IF the coalition had a wind at its back going into this Dáil term, then yesterday’s figures on economic growth must make it feel like it’s sailing into the sunset of the next general election.
The prospect of two easier budgets in the 18-month run-in to the next general election has increased the chances of the Coalition staying out its full term, and even securing a second one.
The lunchtime headlines detailing growth rates not seen since the Celtic Tiger and comments from the Finance Minister Michael Noonan that extra taxes or cuts will not be needed to reach the planned deficit targets put a pep in the step of Government TDs.
The numerous first-time TDs have spent three years — or their entire time as an elected representative — taking flak from constituents for austerity measures which they often found difficult to justify.
And Labour TDs, who often wondered if they should have joined some of their colleagues in jumping from what seemed to be a sinking ship, feel their steady nerves might just pay off.
The figures, published by the Central Statistics Office, show the economy expanded by 7.7% in GDP terms in the year to the end of June.
This is the strongest annual growth recorded in the economy since early 2007 — the year before the economy crashed dramatically — and marks an emergence out of the long, hard period of austerity.
Mr Noonan said the numbers should further ease pressure on the Government to find extra taxes or cutbacks in the forthcoming budget.
“The turnaround that we are seeing in the Irish economy is a direct consequence of the policies pursued by this Government and the sacrifices made by the Irish people,” he said.
The figures were “a vindication of the actions we have taken so far”, according to Minister for Public Expenditure Brendan Howlin. “Many people criticised the approach adopted by the Government. They advocated short-term solutions that would have done untold damage to the Irish economy,” he said.
The economic narrative of the past three years — from the promissory note deal to exiting the bailout to reducing the deficit at a quicker rate than expected — could not have played out better for Fine Gael and Labour who can now boast of their achievement in steering the economy through very troubled waters.
But the good news doesn’t necessarily mean it will be all plain sailing and Minister Noonan was keen to point out that he’ll see off any clamour for a giveaway budget.
The balancing act for the Coalition now is to manage the expectations of an austerity-weary public who are likely to become more demanding for their share of this recovery.
All the talk of economic recovery will make the already unpopular water charges all the harder to swallow, particularly for families who feel they are not feeling the benefits of this economic turnaround.
“I don’t think there is a clamour for a giveaway budget,” Mr Noonan cautioned yesterday. “The priority of the Government is to sustain the recovery and turn the recovery into jobs.”
He said: “The people who suffered most over the last number of years are the people who lost their jobs and the people who were forced to emigrate. We want to get people back to work and we want to get all those people who could contribute to the growing economy and are living elsewhere, back to the country.”
The recovery phase also brings different challenges for the opposition.

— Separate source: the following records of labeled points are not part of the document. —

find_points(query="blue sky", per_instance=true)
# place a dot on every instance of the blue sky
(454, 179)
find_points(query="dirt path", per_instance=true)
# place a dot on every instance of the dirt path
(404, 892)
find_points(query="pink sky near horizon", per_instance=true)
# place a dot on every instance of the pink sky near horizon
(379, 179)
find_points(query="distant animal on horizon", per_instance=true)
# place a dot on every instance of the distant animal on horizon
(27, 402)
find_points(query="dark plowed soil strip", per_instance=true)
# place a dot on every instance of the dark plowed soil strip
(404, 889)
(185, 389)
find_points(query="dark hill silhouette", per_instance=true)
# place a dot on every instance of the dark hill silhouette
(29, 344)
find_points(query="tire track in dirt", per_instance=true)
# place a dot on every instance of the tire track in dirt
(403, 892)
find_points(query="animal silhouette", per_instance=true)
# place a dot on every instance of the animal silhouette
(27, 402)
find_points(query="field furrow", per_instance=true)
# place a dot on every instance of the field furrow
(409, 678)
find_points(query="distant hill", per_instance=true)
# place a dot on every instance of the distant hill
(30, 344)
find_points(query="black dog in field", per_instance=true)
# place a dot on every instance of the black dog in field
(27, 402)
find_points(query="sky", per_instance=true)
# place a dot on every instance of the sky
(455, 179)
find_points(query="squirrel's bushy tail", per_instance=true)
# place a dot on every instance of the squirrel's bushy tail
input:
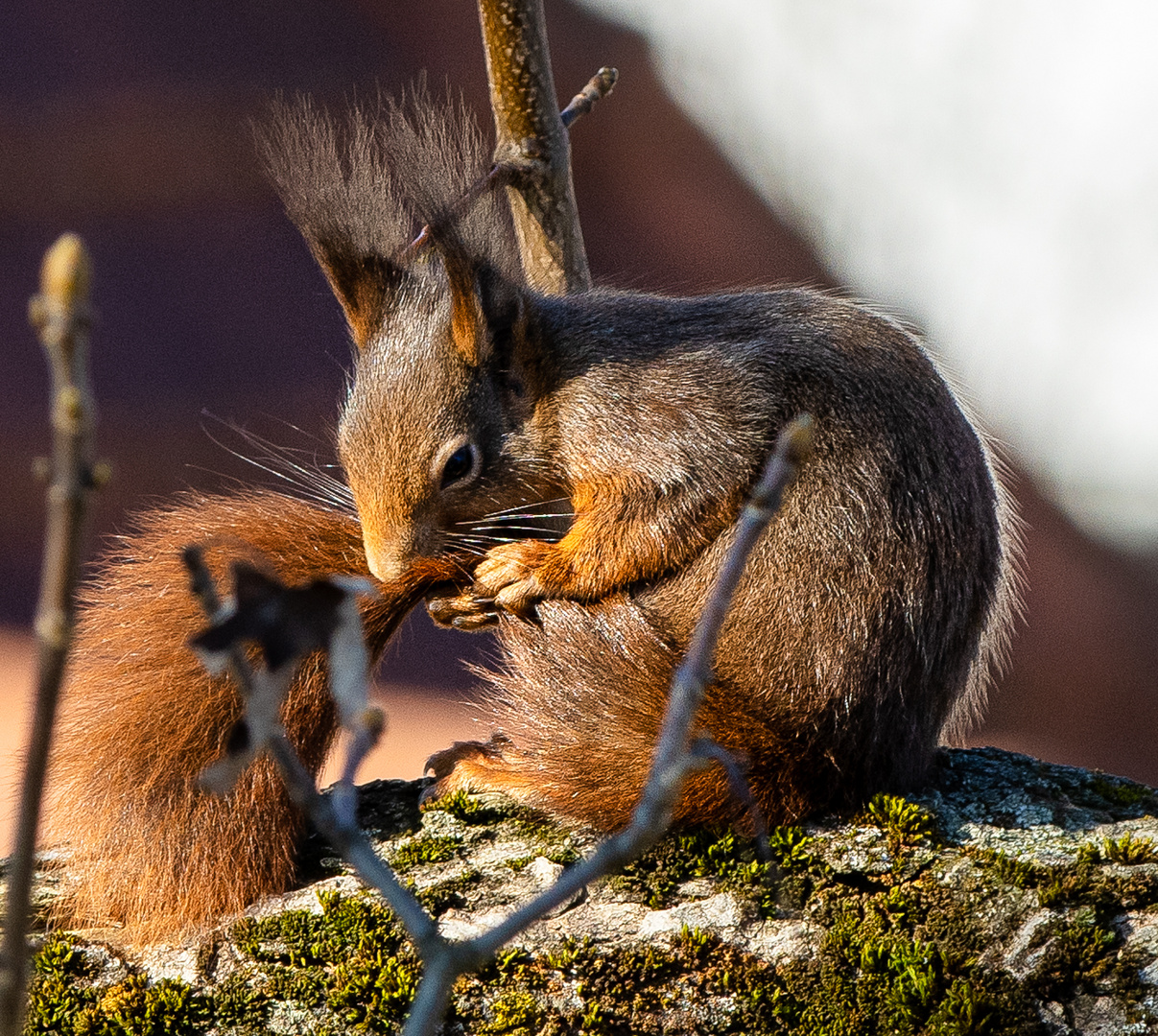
(141, 718)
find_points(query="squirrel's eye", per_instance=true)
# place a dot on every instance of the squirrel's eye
(460, 464)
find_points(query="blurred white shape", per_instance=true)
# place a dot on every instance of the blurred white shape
(988, 168)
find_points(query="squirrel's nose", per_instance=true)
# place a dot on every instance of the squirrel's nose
(387, 555)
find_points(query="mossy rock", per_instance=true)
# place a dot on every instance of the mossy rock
(1007, 896)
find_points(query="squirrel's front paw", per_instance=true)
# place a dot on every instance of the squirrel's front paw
(508, 577)
(465, 611)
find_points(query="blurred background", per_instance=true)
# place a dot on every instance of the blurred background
(986, 175)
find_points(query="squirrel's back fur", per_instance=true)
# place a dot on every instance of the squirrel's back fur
(864, 628)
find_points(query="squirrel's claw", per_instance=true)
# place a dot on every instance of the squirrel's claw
(465, 611)
(508, 575)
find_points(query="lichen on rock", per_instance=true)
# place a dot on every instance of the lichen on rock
(1006, 896)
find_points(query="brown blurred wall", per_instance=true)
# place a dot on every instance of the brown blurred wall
(129, 122)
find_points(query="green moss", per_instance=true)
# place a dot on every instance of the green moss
(238, 1007)
(306, 985)
(514, 1012)
(905, 823)
(468, 808)
(1129, 850)
(61, 1001)
(134, 1008)
(1077, 958)
(351, 957)
(54, 997)
(425, 849)
(452, 891)
(373, 989)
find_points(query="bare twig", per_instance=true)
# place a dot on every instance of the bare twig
(333, 818)
(532, 140)
(598, 87)
(60, 317)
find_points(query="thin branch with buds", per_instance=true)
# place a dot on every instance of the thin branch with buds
(60, 317)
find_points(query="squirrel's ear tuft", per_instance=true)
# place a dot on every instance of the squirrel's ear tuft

Sinn Féin will continue to argue that austerity has not worked for everybody and should have been dished out in a fairer way — a message that will continue to have resonance with the electorate.
The delivery of this message will prove harder for Fianna Fáil which initiated some of the unpopular policies of the current coalition — such as water charges.
The party can argue that it set the recovery process in motion with some severely difficult cutbacks introduced by the late Brian Lenihan. But it’s unlikely to want to remind anyone of its history of economic management.